Gus Manning — historian, storyteller and friend

On3 imageby:Brent Hubbs02/13/23

Brent_Hubbs

Charles “Gus” Manning was born July 8, 1923. The reigning patriarch of Tennessee athletics passed away Monday morning at the age of 99. 

Manning was a treasure. A walking, talking, full-of-life living history project for all things Tennessee. 

From his start as a do-everything for General Robert Neyland, to handling basically every role besides coach in the athletic department for 50 years, Manning saw it all, remembered it all and could paint the picture of it all better than anyone. It’s why Peyton Manning befriended Gus, when he was a student playing for the Vols because the younger Manning loved hearing stories of life in the SEC. Peyton, through a donation, had Gate 16 at Neyland Stadium renamed the Gus Manning Gate in 2015.

Gus Manning wasn’t just kind to the superstars, he was always kind to me and he was kind to my wife. My wife used to come to basketball games that I was working and Manning, who had a front-row seat in the student section, would have her a seat. 

The kind Manning was quick witted and often blunt. He would scrap with anyone to defend his Vols and didn’t hide his feelings about much of anything. While Manning told legendary stories, stories of Manning himself were legendary through the years. There was an infamous welcome to non-Vol visitors at the Rendezvous among many, many others.

I remember sitting on the back of a bus in Washington, DC in August 1999 as the Vols toured the Jefferson Memorial in their trip to meet President Clinton.

Manning bluntly turned to me and said, “Hey boy, you remember them scrimmages back last August? I thought we were going to be real s*%&^y. How did we get to the White House?”

I couldn’t help but laugh.

Manning worked hard and played hard. He created plenty of laughs and smiles. But anyone who worked for him knew the work had to be done right or there would be no smiles because Mr. Manning knew what “good looked like” and more than anything, he wanted his Vols to be great at everything. It was his singular goal in every job he managed on the hill. 

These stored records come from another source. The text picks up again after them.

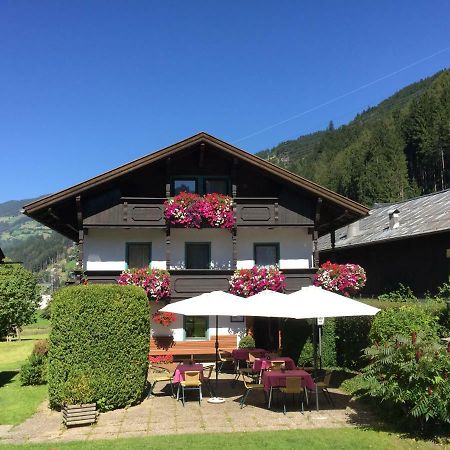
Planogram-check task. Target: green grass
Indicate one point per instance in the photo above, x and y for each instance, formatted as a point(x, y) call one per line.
point(336, 439)
point(19, 402)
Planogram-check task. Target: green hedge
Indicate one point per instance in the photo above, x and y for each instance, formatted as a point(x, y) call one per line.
point(99, 343)
point(345, 338)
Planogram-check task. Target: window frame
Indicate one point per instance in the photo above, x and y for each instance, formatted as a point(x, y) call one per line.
point(196, 243)
point(202, 338)
point(267, 244)
point(200, 182)
point(127, 253)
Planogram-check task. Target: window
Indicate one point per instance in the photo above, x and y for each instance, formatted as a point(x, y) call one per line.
point(188, 185)
point(196, 327)
point(198, 255)
point(200, 185)
point(138, 254)
point(216, 185)
point(267, 254)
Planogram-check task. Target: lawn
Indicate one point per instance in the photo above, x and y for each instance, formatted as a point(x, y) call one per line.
point(19, 402)
point(336, 439)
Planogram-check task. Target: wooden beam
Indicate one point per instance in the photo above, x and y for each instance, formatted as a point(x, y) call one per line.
point(316, 232)
point(201, 161)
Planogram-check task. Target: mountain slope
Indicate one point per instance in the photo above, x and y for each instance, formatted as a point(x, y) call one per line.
point(393, 151)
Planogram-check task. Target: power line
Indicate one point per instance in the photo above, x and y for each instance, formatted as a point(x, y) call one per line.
point(340, 97)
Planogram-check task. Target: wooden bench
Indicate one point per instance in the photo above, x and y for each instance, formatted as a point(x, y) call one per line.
point(165, 345)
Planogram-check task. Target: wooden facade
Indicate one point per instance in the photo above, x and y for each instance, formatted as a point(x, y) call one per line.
point(130, 199)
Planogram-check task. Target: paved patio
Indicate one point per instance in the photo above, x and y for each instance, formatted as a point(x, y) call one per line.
point(162, 414)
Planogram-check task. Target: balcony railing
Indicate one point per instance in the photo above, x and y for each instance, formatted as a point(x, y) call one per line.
point(149, 212)
point(189, 283)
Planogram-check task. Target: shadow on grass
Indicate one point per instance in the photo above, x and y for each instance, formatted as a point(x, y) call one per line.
point(7, 376)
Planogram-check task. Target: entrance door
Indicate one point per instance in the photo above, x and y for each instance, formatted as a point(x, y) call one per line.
point(265, 332)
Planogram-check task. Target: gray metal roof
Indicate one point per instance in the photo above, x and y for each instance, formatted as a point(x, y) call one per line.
point(418, 216)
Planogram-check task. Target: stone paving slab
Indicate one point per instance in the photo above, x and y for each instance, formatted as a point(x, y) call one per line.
point(162, 415)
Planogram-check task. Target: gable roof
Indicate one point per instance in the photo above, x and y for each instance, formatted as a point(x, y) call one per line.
point(418, 216)
point(38, 208)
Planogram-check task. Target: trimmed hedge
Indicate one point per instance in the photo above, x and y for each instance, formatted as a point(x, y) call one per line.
point(99, 344)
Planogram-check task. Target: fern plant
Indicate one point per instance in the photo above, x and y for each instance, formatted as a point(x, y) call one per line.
point(411, 373)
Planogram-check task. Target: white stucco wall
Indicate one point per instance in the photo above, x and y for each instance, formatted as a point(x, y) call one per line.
point(176, 329)
point(105, 249)
point(296, 246)
point(221, 246)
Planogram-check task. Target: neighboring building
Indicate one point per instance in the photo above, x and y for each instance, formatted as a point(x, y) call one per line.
point(406, 242)
point(117, 219)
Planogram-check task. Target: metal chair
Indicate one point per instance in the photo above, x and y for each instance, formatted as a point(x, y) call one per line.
point(323, 385)
point(158, 374)
point(191, 383)
point(250, 386)
point(294, 386)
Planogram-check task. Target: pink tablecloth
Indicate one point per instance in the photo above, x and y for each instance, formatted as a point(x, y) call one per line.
point(241, 354)
point(264, 364)
point(181, 368)
point(272, 378)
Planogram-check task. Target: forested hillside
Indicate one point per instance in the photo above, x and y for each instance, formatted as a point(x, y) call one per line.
point(23, 239)
point(396, 150)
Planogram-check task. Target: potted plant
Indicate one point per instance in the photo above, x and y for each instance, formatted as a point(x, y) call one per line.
point(79, 407)
point(248, 282)
point(194, 211)
point(345, 279)
point(155, 282)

“He used to tell me about all of them,” Rick Barnes said of Manning. “From picking cheerleaders to doing everything. Tom (Satkowiak) has a great photo in his office where he looks like he’s holding everything in a brief case as he’s celebrating a big football win. Again, at the time, people tell me back in the day when everything was really just kind of getting started, he wore every hat that you could wear.

“He’s a person that every time you’re around him, he had something that he could share with you. Loved telling stories. Back on his wall back there, he’s got photos up of Bear Bryant, Adolf Rupp. You go through the line from the ‘50s on. He’s got all those legendary coaches and people that he worked with. I think he had up most of the coaches here. He did do that. He loved this place and this University loved him.

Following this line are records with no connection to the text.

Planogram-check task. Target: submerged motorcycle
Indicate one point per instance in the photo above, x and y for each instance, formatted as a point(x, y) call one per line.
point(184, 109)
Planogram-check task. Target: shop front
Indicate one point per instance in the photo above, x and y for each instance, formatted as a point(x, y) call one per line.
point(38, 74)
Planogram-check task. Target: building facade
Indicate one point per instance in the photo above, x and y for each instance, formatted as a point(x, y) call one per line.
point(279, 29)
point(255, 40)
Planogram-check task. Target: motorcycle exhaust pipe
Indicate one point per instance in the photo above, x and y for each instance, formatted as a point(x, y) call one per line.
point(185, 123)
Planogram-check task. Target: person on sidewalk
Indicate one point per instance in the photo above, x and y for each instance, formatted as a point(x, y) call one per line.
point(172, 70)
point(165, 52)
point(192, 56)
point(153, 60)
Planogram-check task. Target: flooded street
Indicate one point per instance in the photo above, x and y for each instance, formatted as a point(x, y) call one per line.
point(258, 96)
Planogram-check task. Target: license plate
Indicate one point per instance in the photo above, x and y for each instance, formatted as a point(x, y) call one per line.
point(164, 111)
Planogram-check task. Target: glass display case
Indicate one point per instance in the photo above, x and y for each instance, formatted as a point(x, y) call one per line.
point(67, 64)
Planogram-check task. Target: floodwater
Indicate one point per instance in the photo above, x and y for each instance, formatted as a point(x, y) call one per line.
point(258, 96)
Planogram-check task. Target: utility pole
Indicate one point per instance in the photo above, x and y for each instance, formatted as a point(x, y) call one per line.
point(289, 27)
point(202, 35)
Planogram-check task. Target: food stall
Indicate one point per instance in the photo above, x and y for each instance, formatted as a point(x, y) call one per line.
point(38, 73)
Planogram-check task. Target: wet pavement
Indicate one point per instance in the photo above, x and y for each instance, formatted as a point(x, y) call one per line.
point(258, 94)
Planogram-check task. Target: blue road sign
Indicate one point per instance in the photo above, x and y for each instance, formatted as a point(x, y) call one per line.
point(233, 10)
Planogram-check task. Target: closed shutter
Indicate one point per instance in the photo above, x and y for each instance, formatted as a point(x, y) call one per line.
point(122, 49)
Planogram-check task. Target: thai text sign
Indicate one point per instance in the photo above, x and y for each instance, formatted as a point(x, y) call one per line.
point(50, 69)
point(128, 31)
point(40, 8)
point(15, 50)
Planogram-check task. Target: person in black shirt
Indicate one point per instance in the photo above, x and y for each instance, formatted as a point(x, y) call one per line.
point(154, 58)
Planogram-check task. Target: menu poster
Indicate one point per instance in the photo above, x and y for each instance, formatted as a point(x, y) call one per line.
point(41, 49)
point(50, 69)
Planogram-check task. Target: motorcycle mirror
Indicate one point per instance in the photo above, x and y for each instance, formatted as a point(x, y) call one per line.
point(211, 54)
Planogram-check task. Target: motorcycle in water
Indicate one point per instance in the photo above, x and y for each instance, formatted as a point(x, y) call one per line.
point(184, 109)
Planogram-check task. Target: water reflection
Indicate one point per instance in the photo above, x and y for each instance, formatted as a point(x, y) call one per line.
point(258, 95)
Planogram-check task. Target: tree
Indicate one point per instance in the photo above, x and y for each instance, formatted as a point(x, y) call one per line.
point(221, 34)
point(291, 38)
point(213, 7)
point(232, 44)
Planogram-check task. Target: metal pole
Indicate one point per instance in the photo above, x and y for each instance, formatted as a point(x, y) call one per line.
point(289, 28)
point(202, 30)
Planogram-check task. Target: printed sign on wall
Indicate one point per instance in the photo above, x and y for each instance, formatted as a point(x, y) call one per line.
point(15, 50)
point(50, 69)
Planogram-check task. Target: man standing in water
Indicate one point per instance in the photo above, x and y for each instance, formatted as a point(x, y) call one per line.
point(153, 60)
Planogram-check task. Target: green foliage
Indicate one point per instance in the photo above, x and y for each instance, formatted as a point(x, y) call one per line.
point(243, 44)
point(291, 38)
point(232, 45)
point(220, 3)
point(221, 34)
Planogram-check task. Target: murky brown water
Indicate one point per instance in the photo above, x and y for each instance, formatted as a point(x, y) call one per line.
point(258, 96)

“I was fortunate to get to know Gus when he first got here and he really embraced me, took me in. I actually just walked back there because every time I’ve had people come on campus, one of the things I would do when I came into Thompson-Boling Arena was go in his office and let people see how time has kind of stood still. I remember, I think it was February 8, 2017, was the last game that he saw us play here. I can remember going in and often times he had a big old magnifying glass that he’d be reading the stat sheets. And the last time was when we played Ole Miss here back in February 2017. He was obviously an icon, a legend. We lost a true legend. He loved Tennessee. And he loved this place. I did have a chance to go to one of his parties out there. But we truly lost a great legend today.”

Legend is the right word to describe Manning, who watched the 1939 Vols not give up a point. The former Marine saw every iconic moment in Tennessee football as he attended 608 straight Vol football games from 1951-2003. He saw every home game for nearly 75 years. 

For much of that time he tooled around campus and town for that matter in a Cushman enclosed golf utility cart. On Sunday nights, he would park it on the curb at the WIVK studios to come in and record his week’s worth of Gus Manning reports. That cart remains parked at Thompson-Boling Arena and hasn’t moved since Manning parked it for the last time. 

“There’s a monument out back that has been here since he left and that’s his little golf cart,” Barnes said. “It’s still sitting out there. It’s got some flat tires. People tell me back in the day they would see him running up and down Kingston Pike with it, street ready. But it hasn’t moved since the day he left. It’s there.

“It shows you how much people respected him, because I’m sure he kept the key with full intentions that he’s planning on coming back, driving that cart. You leave today, you walk out there, it really hasn’t moved since his last day here.”

A storyteller, a history teacher, a Vol legend, and a friend — Gus Manning.